The problem was that, by the mid-2010s, people of all ages were actually hungry to see girlbosses slay in post-apocalyptic narratives. As such, audiences were less keen on the likes of Scodelario’s scantily characterized anti-heroic deuteragonist, Teresa, who remains despicable until the bitter end of The Death Cure. While Divergent and The Hunger Games appealed to a general audience, The Maze Runner made it clear from the start that it was only interested in carving out a space in the genre for male viewers.

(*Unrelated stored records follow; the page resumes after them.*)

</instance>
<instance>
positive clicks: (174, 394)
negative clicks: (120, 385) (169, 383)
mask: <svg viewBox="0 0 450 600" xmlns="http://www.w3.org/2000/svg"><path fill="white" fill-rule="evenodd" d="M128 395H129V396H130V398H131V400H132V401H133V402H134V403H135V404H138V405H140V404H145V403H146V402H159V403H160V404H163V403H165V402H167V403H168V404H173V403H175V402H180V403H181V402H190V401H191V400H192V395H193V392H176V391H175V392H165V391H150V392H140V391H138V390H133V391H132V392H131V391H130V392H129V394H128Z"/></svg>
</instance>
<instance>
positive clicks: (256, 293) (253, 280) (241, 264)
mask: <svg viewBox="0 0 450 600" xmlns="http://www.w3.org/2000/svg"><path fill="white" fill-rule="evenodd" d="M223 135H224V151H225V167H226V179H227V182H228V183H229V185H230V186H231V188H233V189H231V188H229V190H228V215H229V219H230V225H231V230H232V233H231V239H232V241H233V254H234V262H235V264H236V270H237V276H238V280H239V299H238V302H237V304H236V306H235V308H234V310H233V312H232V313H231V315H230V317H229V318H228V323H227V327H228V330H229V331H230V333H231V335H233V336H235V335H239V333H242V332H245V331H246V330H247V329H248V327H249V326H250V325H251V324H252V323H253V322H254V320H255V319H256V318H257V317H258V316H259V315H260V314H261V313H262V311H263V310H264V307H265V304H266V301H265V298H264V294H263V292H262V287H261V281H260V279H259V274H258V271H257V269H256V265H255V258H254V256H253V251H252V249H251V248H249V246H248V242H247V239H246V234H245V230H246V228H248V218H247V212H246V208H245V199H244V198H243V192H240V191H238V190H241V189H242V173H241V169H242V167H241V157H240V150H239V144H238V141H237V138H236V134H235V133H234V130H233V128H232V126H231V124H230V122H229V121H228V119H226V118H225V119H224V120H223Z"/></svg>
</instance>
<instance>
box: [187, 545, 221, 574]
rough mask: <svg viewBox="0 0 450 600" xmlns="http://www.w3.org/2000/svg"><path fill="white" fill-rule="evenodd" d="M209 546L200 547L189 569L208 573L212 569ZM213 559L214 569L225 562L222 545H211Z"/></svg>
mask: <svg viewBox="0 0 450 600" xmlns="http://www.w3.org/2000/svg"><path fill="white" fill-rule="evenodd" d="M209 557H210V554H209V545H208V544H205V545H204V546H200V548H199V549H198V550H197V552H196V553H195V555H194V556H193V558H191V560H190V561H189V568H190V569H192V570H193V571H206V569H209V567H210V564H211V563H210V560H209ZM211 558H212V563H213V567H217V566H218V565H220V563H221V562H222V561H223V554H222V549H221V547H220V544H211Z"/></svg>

The second issue wasn’t the fault of its cast or crew, but time was not on this franchise’s side. The desire to watch teens run, hunt, fight, and politick for their lives in dilapidated versions of Chicago, Denver, and New York City began to wane after the epic finale of The Hunger Games trilogy in 2015, and it wasn’t because everything that needed to be said or shown about dystopias catering to a younger crowd had been exhausted. Rather, consumers of these books and films weren’t teenagers anymore, and they were finding new stories to consume.

The Death Cure came out too late, on January 26, 2018, marking the end of the YA sci-fi obsession with more of a whimper than a bang. Initially slated to release at the start of 2017, the third installment’s debut was delayed by almost 18 months due to injuries sustained by O’Brien on set, which shut down production for almost an entire year.

The Death Cure was succeeded by other post-apocalyptic one-off flops that same year — Mortal Engines, The Darkest Minds, and even Steven Spielberg’s forgettable Ready Player One —  all collectively serving as a strong indicator that the 2010s YA dystopia boom had naturally run its course. But are we about to see a resurgence?

Are we ready for a return to YA dystopia?

When The Maze Runner’s first volume was released in theaters, critics bemoaned the “silly” premise of human life purposefully being taken for granted and exploited to mitigate the effects of a rampant virus. Watching the movie trilogy eight years after it began, in a world divided by the proliferation of anti-science and pro-individualist attitudes, The Maze Runner doesn’t seem nearly as ludicrous as it once did.

With the popularity of HBO’s The Last of Us, which features a teen lead, as well as the forthcoming Hunger Games prequel The Ballad of Songbirds and Snakes, it seems like the time is nigh for a new age of YA dystopia. Will The Maze Runner make the cut as a franchise worthy of a reboot, prequel, sequel, reinvention, or re-imagination? Back in 2019, after Disney’s acquisition of 21st Century Fox, it was hinted that fans would get more Maze Runner, but in what form that franchise continuation would take place, no one could say.

Looking back on the dystopia flicks that comprised most of Gen Zers’ and Millennials’ ticket sales in the 2010s, the box office (and streaming) future for the genre looks promising. Hey, if you’re worried about the present, you might pine for the problems of a fictional future.

The Maze Runner: The Death Cure is available now on Hulu.